What is a Magnetic Resonance Imaging (MRI) scan?
If your oncologist suspects a brain metastasis, you will be asked a series of questions about any mental, emotional or physical changes you’ve recently experienced. These questions can help determine if a brain metastasis is the likely cause and give doctors an idea of where the tumor might be located.
You will then undergo a physical exam and an imaging exam, most likely an MRI (magnetic resonance imaging). This exam is the most common way to locate and confirm the diagnosis of a brain metastasis.
If the MRI is inconclusive, doctors may order a biopsy, a procedure in which a piece of the suspected tumor is removed and then tested. Biopsies can be performed surgically (by exposing larger sections of the brain) or with a needle guided by specialized navigation equipment. The location of the growth may make a biopsy difficult, though, and your doctor may recommend no biopsy at all.
In some cases, your physician may find the metastatic disease incidentally. This could happen if you have an imaging exam for something else, and the scan reveals a brain metastasis. When a brain metastasis is found before you begin to notice symptoms, early treatment may be able to prevent the development of neurological symptoms.

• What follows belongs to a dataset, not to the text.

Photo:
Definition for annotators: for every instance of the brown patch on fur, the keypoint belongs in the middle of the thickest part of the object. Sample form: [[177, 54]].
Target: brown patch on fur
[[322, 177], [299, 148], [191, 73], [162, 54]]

Leptomeningeal disease (LMD) is diagnosed differently. In this type of metastases, cancer cells attach to the lining of the brain and spinal cord and float in the liquid surrounding these structures, called cerebrospinal fluid (CSF). Doctors test this fluid to check for LMD. This requires a lumbar puncture (also called a spinal tap). During this procedure, a needle is inserted into the lower back to remove a small amount of CSF from the spinal canal. This sample is then checked for cancer cells. The procedure may be repeated as many as three times to increase the odds of identifying tumor cells.